Appropriate refinements of the invention form the subject matter of the subclaims.

Several embodiments of the invention are described below with reference to the drawings described in more detail. It shows

F i g. 1 is a perspective front view of the device according to the invention for unwinding predetermined Lengths of fabric from a ball of fabric,

F i g. Fig. 2 is a perspective view of the upper part of the device of Fig. 1, seen from the right, wherein the Housing is removed,

F i g. 3 is a perspective view similar to the view of FIG. 2, but in FIG. 1 from the left viewed with the ball of fabric removed,

F i g. Fig. 4 is a vertical section showing part of an inclined cutting table and a cutting device shows,

F i g. 5 is a perspective view of a collapsible container of the device according to the invention;

F i g. 6 a perspective view of a further embodiment of the device according to the invention,

F i g. Figure 7 is a front elevational view of the embodiment of Figure 6 with parts removed or broken away are,

F i g. 8 is a right side view of FIG. 6, with one side cover removed,

F i g. 9 is a left side view of FIG. 6, with one side cover removed,

FIG. 10 is a longitudinal section on line 10-10 of FIG Fig.fi on a reduced scale,

FIGS. 11 and 12 are the same sectional views as in FIG Fig. 10 shows soft movement positions of a bale during its unwinding,

13 is an enlarged section on the line 13-13 of Fig. 8.

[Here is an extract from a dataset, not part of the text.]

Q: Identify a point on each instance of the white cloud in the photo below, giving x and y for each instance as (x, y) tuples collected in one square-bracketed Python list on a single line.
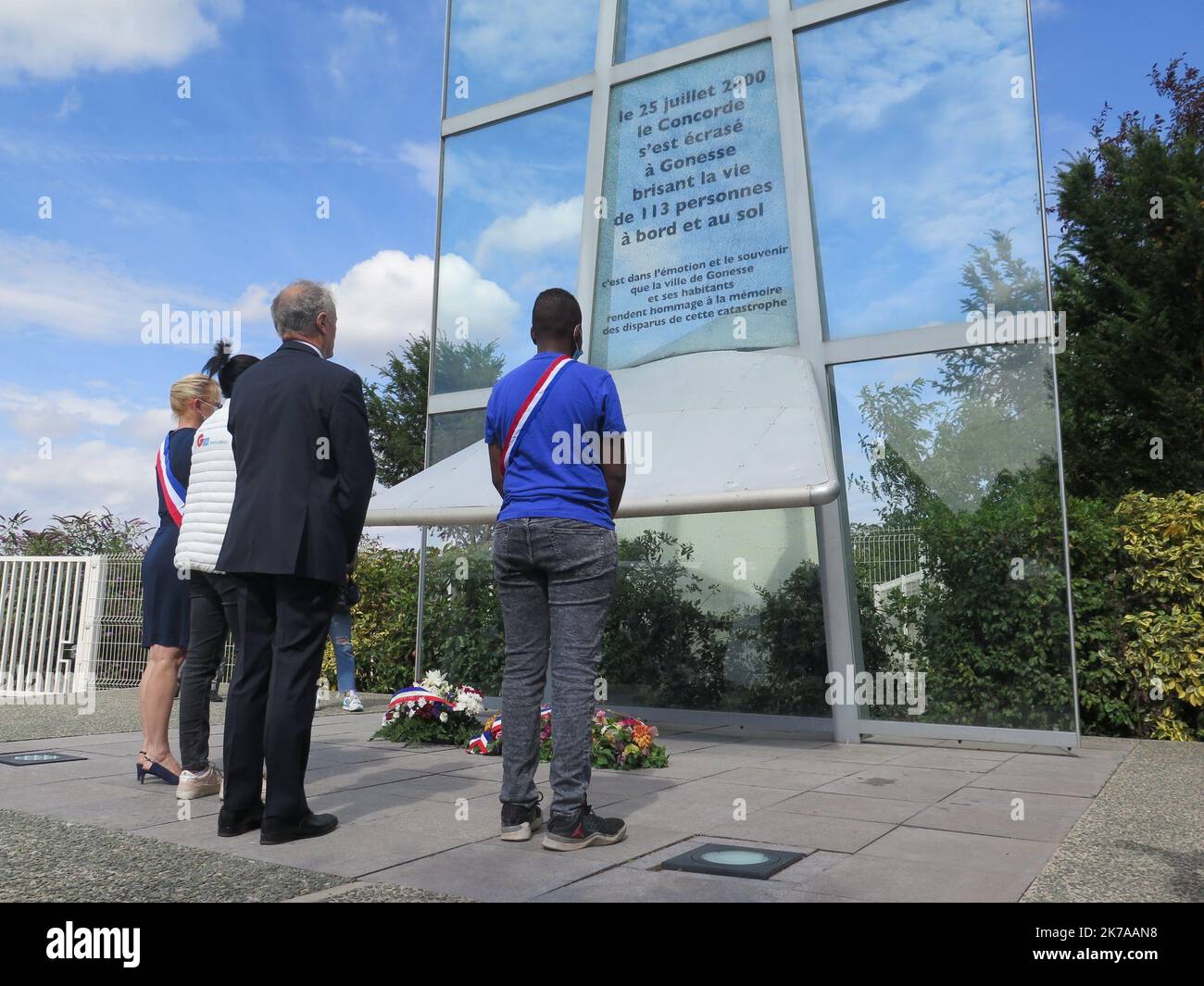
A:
[(347, 145), (386, 299), (424, 157), (365, 36), (504, 39), (60, 288), (71, 104), (60, 39), (77, 478), (543, 227)]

14 is a plan view of a control unit of the device according to the invention, with a length presetting »Partial device, a price setting device, a length display, a price display and various Push-button switches, and

15 shows an electrical circuit diagram

In the drawings, a fabric measuring and cutting device is designated in its entirety by reference number 10 designated. The device is arranged on a frame 11 and with opposite end housings 12, 14 which enclose inner side walls 16, 18.

According to Figures 2 and 3 is an endless conveyor belt 20 sheared around an upper front roller 22, an upper rear roller 24 and two smaller lower rollers 26,28.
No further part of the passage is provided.